Postpartum Medicaid extension clears Missouri Senate with anti-abortion amendment
The Missouri Senate passed its version of postpartum Medicaid extension Thursday, but new language in the bill threatens its implementation.
Sponsored by Sen. Elaine Gannon, R-De Soto, the legislation would extend coverage for women receiving Medicaid benefits through pregnancy and for a year after the pregnancy ends. Currently, coverage ends 60 days after a pregnancy ends. The bill had seen widespread support from across the aisle, but additional wording added to the bill, labeled a “poison pill” by Democrats, caused senators from both sides of the aisle to question the viability of the legislation.
“So this morning, four folks, two Democrats, two Republicans voted no on the bill because the language will not accomplish what you want to accomplish, which is to help keep new moms alive in their first year postpartum,” said Sen. Tracy McCreery, D-Olivette.
McCreery had previously helped sponsor the bill and talked positively about the bill on the Senate floor. Sens. Mary Elizabeth Coleman, R-Arnold, Curtis Trent, R-Springfield, and Barbara Washington, D-Kansas City, all voted against the bill, along with McCreery.
The language in question appears twice in the bill: “No woman who knowingly receives services that are in violation of state law shall be eligible for benefits under this subdivision.”
That wording, added as an amendment during committee consideration of the bill, prompted senators to warn that it would exclude women who get elective abortions from the postpartum coverage. The bill would allow coverage to women who have their pregnancy ended involuntarily or necessarily to save their lives.
McCreery and other Democratic leaders labeled the amendment as a “poison pill” because they believe even if the bill gets out of the legislature and is signed by the governor, it will not be accepted by the Centers for Medicare & Medicaid Services, the federal agency required to implement the coverage.
“That language that was inserted is the example of government overreach … and this is exactly the kind of language that CMS will not approve, we cannot treat different health care recipients differently,” McCreery said.
A similar scenario played out in Texas after a bill extending postpartum coverage was passed with language about abortion in 2021. The state has still not received federal approval to implement the extension.

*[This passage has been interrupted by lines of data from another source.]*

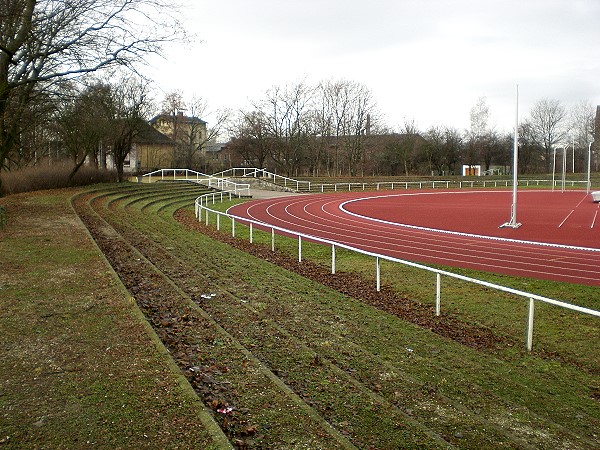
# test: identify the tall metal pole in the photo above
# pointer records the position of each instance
(513, 210)
(589, 167)
(573, 137)
(553, 169)
(564, 167)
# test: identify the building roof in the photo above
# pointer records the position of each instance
(150, 135)
(179, 117)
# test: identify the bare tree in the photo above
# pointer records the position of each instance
(286, 110)
(43, 42)
(481, 137)
(252, 141)
(581, 131)
(196, 135)
(547, 121)
(131, 107)
(352, 113)
(83, 124)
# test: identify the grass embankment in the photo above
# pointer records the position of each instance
(308, 367)
(79, 365)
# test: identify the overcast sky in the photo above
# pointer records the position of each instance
(423, 60)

All other Democrats, including Senate Minority Leader Sen. John Rizzo, D-Independence, voted for the bill. However, they called on the House to remove the language regarding abortions.
“So I have great hope, that my colleagues in the Missouri House in both parties, can figure out a way to get this done,” McCreery said.

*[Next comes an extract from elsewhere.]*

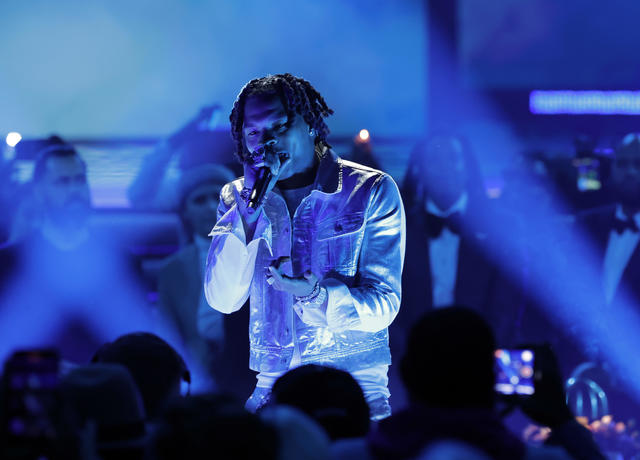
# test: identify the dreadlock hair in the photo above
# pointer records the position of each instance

On the Republican side, Sen. Bill Eigel, R-Weldon Spring, spoke in support of the bill on the Senate floor. He called the bill good conservative policy and pointed out that he went from a hard no last year to a yes.
President Pro Tem Sen. Caleb Rowden, R-Columbia, offered insight into why he thought the controversial wording made it into the bill.

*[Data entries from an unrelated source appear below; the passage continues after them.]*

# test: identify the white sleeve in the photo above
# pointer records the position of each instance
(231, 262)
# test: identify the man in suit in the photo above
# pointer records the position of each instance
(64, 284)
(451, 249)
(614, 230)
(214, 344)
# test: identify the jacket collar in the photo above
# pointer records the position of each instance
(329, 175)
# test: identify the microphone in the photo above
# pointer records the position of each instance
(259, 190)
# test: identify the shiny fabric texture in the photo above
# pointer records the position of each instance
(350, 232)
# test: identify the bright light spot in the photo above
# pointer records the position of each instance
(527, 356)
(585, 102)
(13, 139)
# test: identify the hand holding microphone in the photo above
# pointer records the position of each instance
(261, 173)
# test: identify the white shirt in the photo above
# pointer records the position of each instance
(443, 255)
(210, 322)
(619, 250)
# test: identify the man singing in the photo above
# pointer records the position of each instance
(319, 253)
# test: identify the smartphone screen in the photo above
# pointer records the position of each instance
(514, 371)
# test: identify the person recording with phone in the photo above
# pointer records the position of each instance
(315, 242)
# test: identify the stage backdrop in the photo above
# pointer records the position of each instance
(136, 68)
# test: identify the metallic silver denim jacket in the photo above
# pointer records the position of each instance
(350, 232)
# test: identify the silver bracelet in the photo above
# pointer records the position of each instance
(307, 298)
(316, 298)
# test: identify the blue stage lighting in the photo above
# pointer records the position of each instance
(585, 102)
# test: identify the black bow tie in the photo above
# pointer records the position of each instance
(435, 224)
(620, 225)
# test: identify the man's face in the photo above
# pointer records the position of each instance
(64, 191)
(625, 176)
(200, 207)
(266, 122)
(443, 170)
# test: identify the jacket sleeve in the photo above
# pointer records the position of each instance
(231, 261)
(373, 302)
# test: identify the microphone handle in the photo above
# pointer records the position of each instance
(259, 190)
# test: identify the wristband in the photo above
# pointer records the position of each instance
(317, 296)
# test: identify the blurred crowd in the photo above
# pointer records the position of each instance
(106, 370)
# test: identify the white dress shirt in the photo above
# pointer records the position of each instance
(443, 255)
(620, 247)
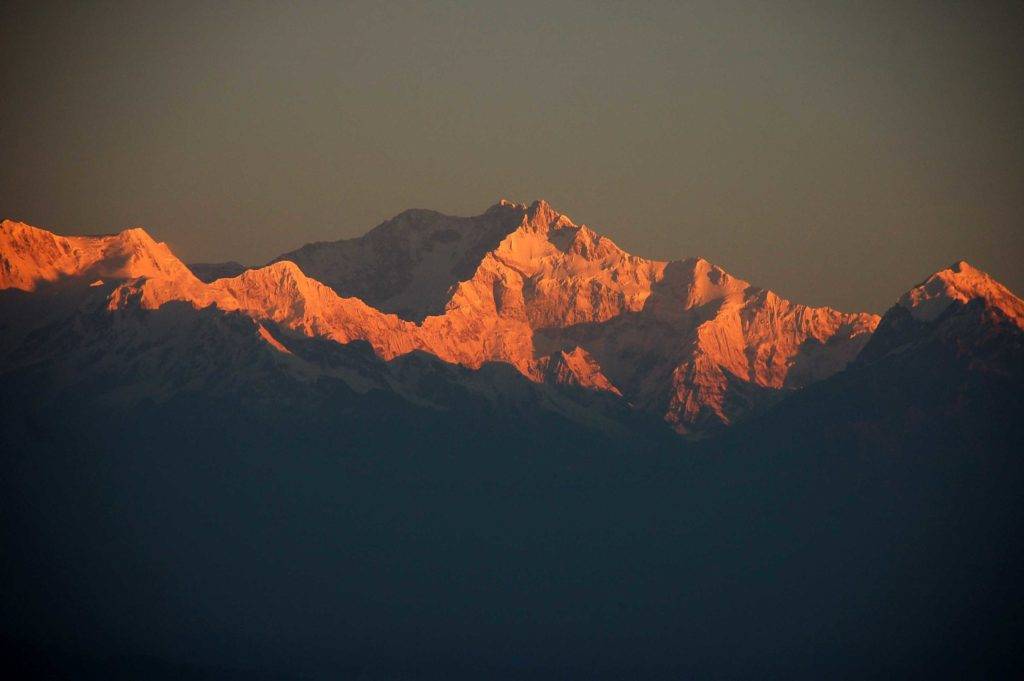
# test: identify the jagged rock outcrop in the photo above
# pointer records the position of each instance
(520, 285)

“The motivation for the language was to try to make sure that there wasn’t someone intentionally going to another state or doing something to effectively break our law and then receive these services,” Rowden said.
Rowden acknowledged that he does not find the language necessary and that he does not see a way to functionally enforce the language without government overreach.
“The weaponization of the government against specific individuals .. pregnant moms in this case, is something that gives me heartburn,” Rowden said.